QUAND LA COMÉDIE FRANÇAISE S’ÉVEILLE
On se souvient qu’entre Noël et le Jour de l’An, les personnels du Français, ce qui n’est pas dans leurs habitudes, avaient dû recourir à la grève pour tenter d’obtenir un rééquilibrage partiel de la répartition des primes de fin d’année en attendant l’indispensable remise à plat du système archaïque et profondément injuste qui les régit. Rappelons en effet que par un étonnant héritage de l’histoire, l’excédent d’exploitation dégagé en fin d’année (les « bénéfices », selon la terminologie de la maison), est partagé à raison de 76,5% pour les 37 comédiens sociétaires, et 16,5% pour les 360 autres salariés, comédiens pensionnaires compris ; les 7 % restant étant mis en réserve. Malgré cinq jours de grève, les salariés reprenaient le travail le 1er janvier sans avoir rien obtenu.
En l’absence de négociations avec la direction de l’établissement, sans que l’autorité de tutelle (la DGCA, direction générale de la création artistique du Ministère de la Culture) ait joué jusqu’à présent son rôle de médiation, les salariés et leurs organisations syndicales se sont vus contraints de déposer un nouveau préavis de grève pour le 11 janvier, date d’ouverture au public du Théâtre éphémère.
La Comédie Française, établissement prestigieux s’il en est, seule salle de répertoire dans le giron du service public, seul théâtre en France et en Europe à disposer d’une troupe permanente de plus de soixante comédiennes et comédiens, au sein d’une équipe de 400 salariés en totalité, est un établissement public (EPIC) de l’État depuis 1995, date à laquelle il fut doté d’un statut plus proche du « droit commun » que celui que lui octroyait l’empereur Napoléon 1er par le « décret de Moscou » de 1812…
Sous l’impulsion d’administrateurs comme Jean-Pierre Vincent, Antoine Vitez, Jacques Lassalle, Jean-Pierre Miquel, Marcel Bozonnet, ou de l’actuelle administratrice Muriel Mayette, la Comédie Française a su entrer dans la modernité. Elle a su enrichir et renouveler son répertoire. Elle fait appel à d’importantes collaborations extérieures. Elle assure la programmation du Théâtre du Vieux-Colombier de Jacques Copeau, ainsi que celle de la petite salle du « Théâtre-Studio » du Musée du Louvre… Les personnels artistiques, techniques et administratifs, dont chacun s’accorde à reconnaître l’amour du métier et les immenses qualités professionnelles qui les caractérisent, ont toujours accompagné avec courage et imagination ces évolutions. Il n’en reste pas moins que de graves séquelles d’un archaïsme quasi-féodal subsistent dans la gestion de cette vénérable Maison. Elles devront être corrigées.

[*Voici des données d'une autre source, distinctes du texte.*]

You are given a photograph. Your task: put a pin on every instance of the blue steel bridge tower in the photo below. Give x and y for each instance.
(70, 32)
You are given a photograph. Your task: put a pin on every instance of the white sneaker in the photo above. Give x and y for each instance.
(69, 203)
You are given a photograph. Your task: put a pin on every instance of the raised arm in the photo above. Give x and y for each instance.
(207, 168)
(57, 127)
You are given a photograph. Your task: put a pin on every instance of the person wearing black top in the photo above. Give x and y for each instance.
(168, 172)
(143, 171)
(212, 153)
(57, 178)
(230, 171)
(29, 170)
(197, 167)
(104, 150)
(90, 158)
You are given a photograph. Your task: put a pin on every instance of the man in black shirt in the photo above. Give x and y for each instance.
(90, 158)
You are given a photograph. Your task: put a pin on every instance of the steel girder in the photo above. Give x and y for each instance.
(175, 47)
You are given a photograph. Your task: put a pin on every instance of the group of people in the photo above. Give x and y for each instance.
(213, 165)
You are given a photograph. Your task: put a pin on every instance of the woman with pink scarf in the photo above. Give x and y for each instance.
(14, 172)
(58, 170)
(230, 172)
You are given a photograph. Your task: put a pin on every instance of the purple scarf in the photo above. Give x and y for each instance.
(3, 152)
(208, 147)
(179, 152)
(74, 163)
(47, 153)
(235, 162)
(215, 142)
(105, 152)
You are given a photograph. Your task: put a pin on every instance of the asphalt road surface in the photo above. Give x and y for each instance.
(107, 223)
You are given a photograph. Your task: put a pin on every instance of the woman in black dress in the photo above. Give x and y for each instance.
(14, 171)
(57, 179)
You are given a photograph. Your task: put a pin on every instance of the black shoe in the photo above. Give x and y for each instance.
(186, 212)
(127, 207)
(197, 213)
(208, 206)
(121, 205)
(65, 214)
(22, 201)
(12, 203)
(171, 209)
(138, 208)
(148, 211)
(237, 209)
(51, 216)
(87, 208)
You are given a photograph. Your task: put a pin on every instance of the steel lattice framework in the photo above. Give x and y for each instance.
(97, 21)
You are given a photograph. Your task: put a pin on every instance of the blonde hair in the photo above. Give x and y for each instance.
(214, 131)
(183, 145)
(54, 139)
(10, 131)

Le Front de Gauche constate que la qualité du travail artistique de cette entreprise unique au monde est le fruit du travail collectif d’équipes artistiques, techniques et administratives de premier plan. La survivance des injustices catégorielles est un obstacle à cette qualité de travail. Il estime que le moment est venu de remettre à plat le statut de la Comédie Française, dans le respect de chaque catégorie professionnelle et en concertation avec leurs organisations syndicales représentatives, au service de l’accomplissement de la mission de service public du premier de nos théâtres nationaux.